The theory of cognitive dissonance proposes that people have a motivational drive to reduce dissonance in their cognitions by either changing or justifying their attitudes, beliefs, and behaviors. How a person chooses to respond to the dissonance depends on the strength of various motivating factors. For example, smoking cigarettes increases the risk of cancer, which is threatening to the self-concept of the individual who smokes. When the smoker hears evidence suggesting that smoking might cause cancer (cognitive component), they can either choose to stop smoking (change the behavioral component) or choose to reject the causal link. Since smoking is physically addictive, most smokers choose to minimize their acknowledgement of the risk rather than change their behavior. The addiction is more motivating than the fear of possible long-term medical consequences, so the less-motivating idea is minimized and discounted. Most of us believe ourselves to be intelligent and rational, and the idea of doing something self-destructive causes dissonance.

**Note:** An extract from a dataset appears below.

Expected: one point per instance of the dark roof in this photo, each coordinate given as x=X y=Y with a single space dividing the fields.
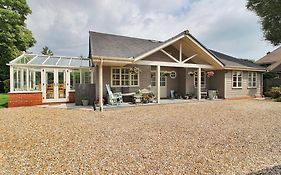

To reduce this uncomfortable tension, smokers might make excuses for themselves, such as “I’m going to die anyway, so it doesn’t matter.”

Another application of cognitive dissonance occurs in the case of effort justification. Dissonance is aroused whenever individuals voluntarily engage in an unpleasant activity to achieve some desired goal; this dissonance can be reduced by exaggerating the desirability of the goal. The more time, money, or effort someone invests in an activity, the more they will convince themselves that they made a wise choice and that their efforts were worth it. A child who has to work and save for a bicycle, for example, will value it more and take better care of it than if the bicycle was given as a gift, with no effort on the part of the child.